¿What is maxIter in MultilayerPerceptronClassifier - Spark - mllib?
1. The parameter maxIter tells the optimization algorithm the maximum number of hops it is allowed to do to find the minimum error?
OR
2. The parameter maxIter tells the maximum number of epochs (the number maximum of times the entire dataset goes through the network)?
class pyspark.ml.classification.MultilayerPerceptronClassifier(featuresCol='features', labelCol='label', predictionCol='prediction', maxIter=100, tol=1e-06, seed=None, layers=None, blockSize=128, stepSize=0.03, solver='l-bfgs', initialWeights=None, probabilityCol='probability', rawPredictionCol='rawPrediction')

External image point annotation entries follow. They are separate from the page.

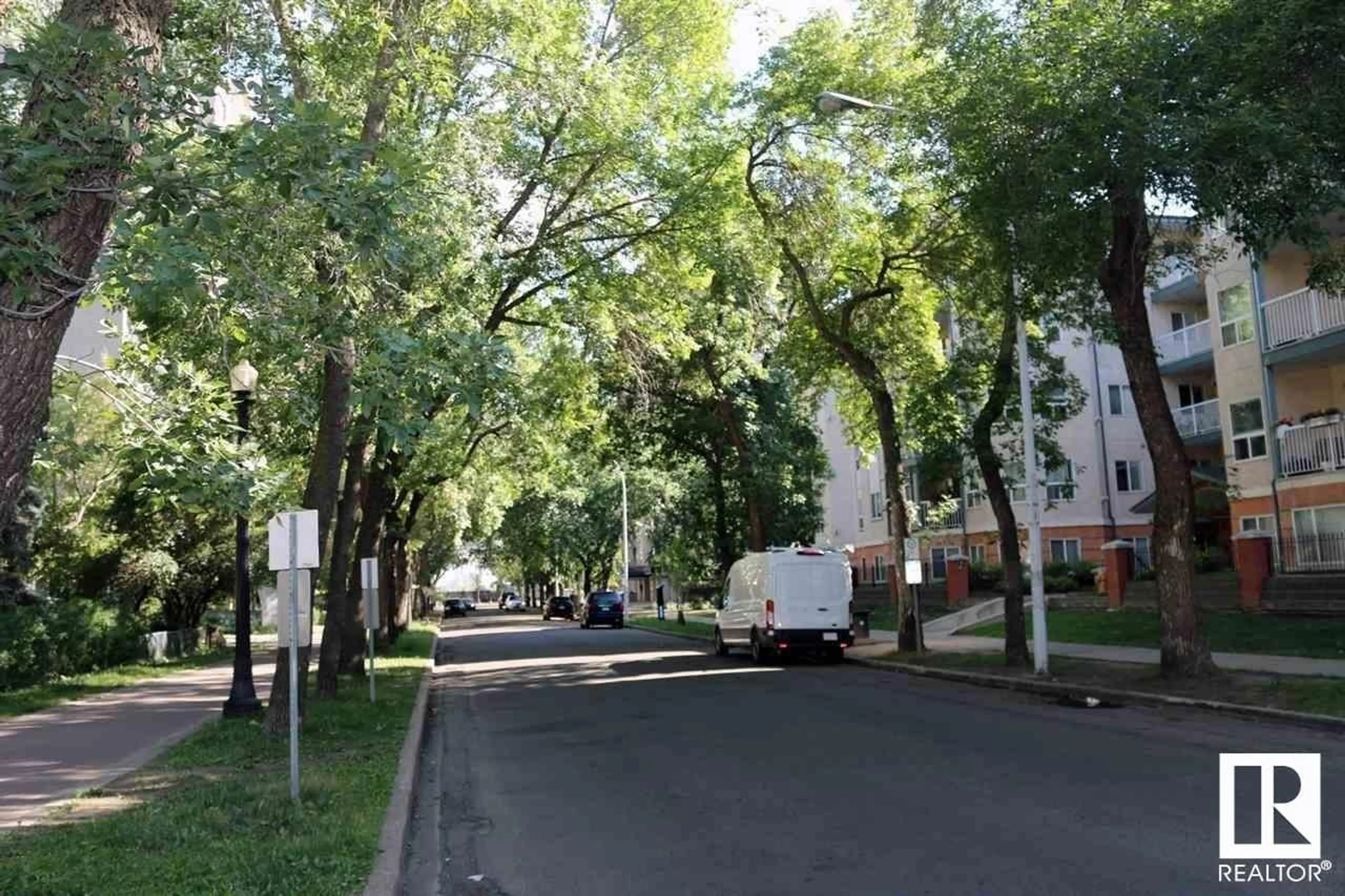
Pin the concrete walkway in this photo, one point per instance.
(51, 755)
(884, 642)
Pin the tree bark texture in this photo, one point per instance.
(884, 408)
(320, 494)
(377, 495)
(992, 473)
(341, 614)
(1184, 652)
(37, 308)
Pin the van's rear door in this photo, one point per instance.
(812, 591)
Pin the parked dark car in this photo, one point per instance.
(560, 606)
(603, 609)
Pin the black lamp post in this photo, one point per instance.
(243, 693)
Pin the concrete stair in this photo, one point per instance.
(1321, 595)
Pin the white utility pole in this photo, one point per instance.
(1029, 467)
(626, 548)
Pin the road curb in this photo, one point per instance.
(1063, 689)
(387, 878)
(670, 634)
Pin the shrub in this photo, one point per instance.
(142, 583)
(1083, 574)
(1211, 560)
(1059, 584)
(985, 576)
(53, 640)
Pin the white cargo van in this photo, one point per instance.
(787, 600)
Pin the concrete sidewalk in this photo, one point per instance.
(51, 755)
(885, 642)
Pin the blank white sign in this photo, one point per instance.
(277, 539)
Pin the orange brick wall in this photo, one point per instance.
(1290, 498)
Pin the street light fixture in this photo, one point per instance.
(830, 102)
(243, 695)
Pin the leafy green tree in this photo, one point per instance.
(857, 225)
(88, 80)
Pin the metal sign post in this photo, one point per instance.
(294, 548)
(915, 576)
(294, 658)
(369, 580)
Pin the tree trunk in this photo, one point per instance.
(320, 494)
(35, 307)
(374, 505)
(727, 412)
(1184, 652)
(982, 443)
(339, 614)
(723, 540)
(884, 408)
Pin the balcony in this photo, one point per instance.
(1317, 446)
(1298, 318)
(937, 516)
(1185, 349)
(1199, 424)
(1188, 290)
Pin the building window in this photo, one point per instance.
(1320, 537)
(1188, 395)
(1119, 403)
(1249, 430)
(1064, 551)
(975, 489)
(1257, 524)
(1060, 482)
(1144, 559)
(939, 563)
(1129, 477)
(1235, 314)
(1016, 482)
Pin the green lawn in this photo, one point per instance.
(213, 814)
(30, 700)
(1230, 633)
(1305, 695)
(692, 627)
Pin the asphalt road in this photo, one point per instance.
(627, 763)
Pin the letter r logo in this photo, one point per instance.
(1295, 808)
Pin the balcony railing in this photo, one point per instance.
(1313, 552)
(1198, 420)
(1303, 315)
(1312, 447)
(939, 516)
(1187, 342)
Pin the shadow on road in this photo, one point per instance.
(497, 652)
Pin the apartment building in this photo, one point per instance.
(1103, 492)
(1257, 376)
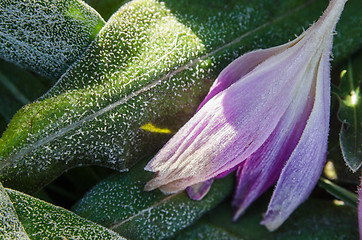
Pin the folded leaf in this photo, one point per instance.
(350, 112)
(120, 204)
(315, 219)
(148, 69)
(46, 36)
(10, 226)
(43, 220)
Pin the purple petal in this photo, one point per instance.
(262, 169)
(232, 125)
(240, 67)
(199, 190)
(305, 165)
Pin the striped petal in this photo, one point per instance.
(232, 125)
(303, 168)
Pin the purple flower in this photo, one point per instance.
(267, 117)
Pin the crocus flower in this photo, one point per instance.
(360, 211)
(267, 117)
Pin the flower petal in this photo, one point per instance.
(199, 190)
(262, 169)
(240, 67)
(239, 119)
(305, 165)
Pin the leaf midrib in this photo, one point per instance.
(31, 147)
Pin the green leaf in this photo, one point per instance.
(46, 36)
(120, 204)
(147, 70)
(315, 219)
(343, 194)
(10, 226)
(350, 112)
(106, 7)
(43, 220)
(18, 88)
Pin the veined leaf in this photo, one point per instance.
(314, 219)
(350, 112)
(10, 226)
(46, 36)
(119, 203)
(146, 66)
(43, 220)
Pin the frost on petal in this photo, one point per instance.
(262, 169)
(241, 66)
(305, 165)
(222, 134)
(199, 190)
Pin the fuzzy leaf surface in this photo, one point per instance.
(46, 36)
(350, 112)
(119, 203)
(314, 219)
(10, 226)
(151, 65)
(42, 220)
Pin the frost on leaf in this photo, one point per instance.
(95, 112)
(10, 226)
(43, 220)
(46, 36)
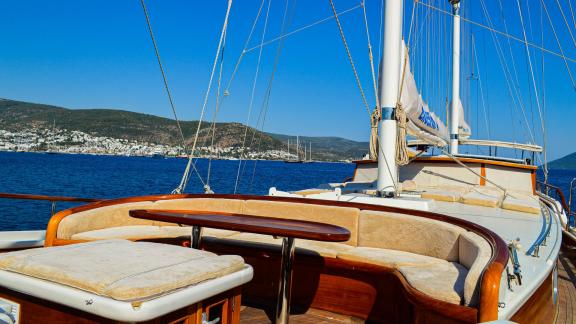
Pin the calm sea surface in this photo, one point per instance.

Spark gradient optimizer works using RDD treeAggregate function. Each iteration it takes a fraction of the RDD, by default 1, and distributes the gradient optimization operation over the workers, it takes the whole RDD each iteration. In this case one iteration can be considered as one epoch. This approach simplifies the optimization process using Spark. There are another more advanced deep learning optimizer implementations, like BigDL, that allows to set the batch size and uses the BlockManager to compute the distributed gradient aggregation for each iteration. In that case, one iteration corresponds to one mini-batch execution.